I challenged the girls in my class to a push-up contest; in the end it became a push-up or sit-up contest just to allow for different body types. Anyway, I promised one piece of candy for every repetition–I have ulterior motives due to an upcoming lesson: I need to know how many they can do when pushed to the limit of their ability–I'm supposed to reward them if they can double their number in a given time-frame.
I figured on about ten to twenty per girl on their first try.
It's a good thing I didn't offer a quarter per push-up like I was going to! I'd be mortgaging my house. One twelve-year-old girl did 100 sit-ups. One Hundred! Who could have predicted that?! These were honest-to-goodness sit-ups, and I think she only quit after 100 because she got bored. I swear she wasn't even perspiring! What, in a month she's really going to come back and do two hundred?
I know I'm physically pathetic–I get that. I pummel myself regularly about my inability to fit in any kind of regular physical exercise–my only claim to a non-sedentary lifestyle is my job–I am on my feet twelve to sixteen hours a day. But 100 sit-ups?
I just got down on the mat and tried–I can do twelve before my brains start to bulge out my ears; I'd report on push-ups, too, but my wrists would probably snap and then I'd really be sedentary because I'd no longer have a job at all.
I've always toed the line–whoever drew it, my whole life. I always turned in my library books, kept my hands and feet inside the vehicle, fastened the seatbelts, ate the vegetation, earned a 4.0 GPA, attended every church meeting, read, prayed, studied, said Yes, I can do that for you–I'm pretty compliant. So why is it that I've been able to tune out all the admonitions toward physical health? Hmmm?
This lesson I have to teach next week is proof positive that the commandment to care for our physical health is just as binding as the commandment to serve one another or to be honest, and yet I've managed to avoid the issue my entire life.

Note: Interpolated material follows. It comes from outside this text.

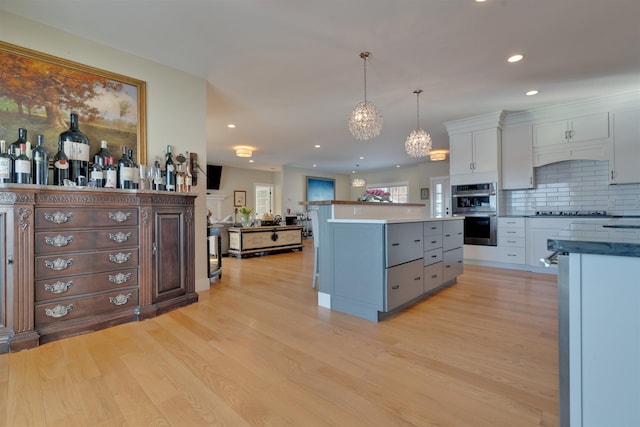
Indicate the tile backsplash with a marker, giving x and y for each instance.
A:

I get up there every Sunday and I assure these girls that all things are possible; that they can make positive changes, they can succeed, they can achieve. I cannot get up there and promise them things I don't believe are true in my own life–and so the question raging today is how? I believe the principle is true; I doubt my own capacity–I have, after all, been starting and failing exercise routines for twenty years. Maybe the real question is why? Why do I fail and how do I avoid failing again?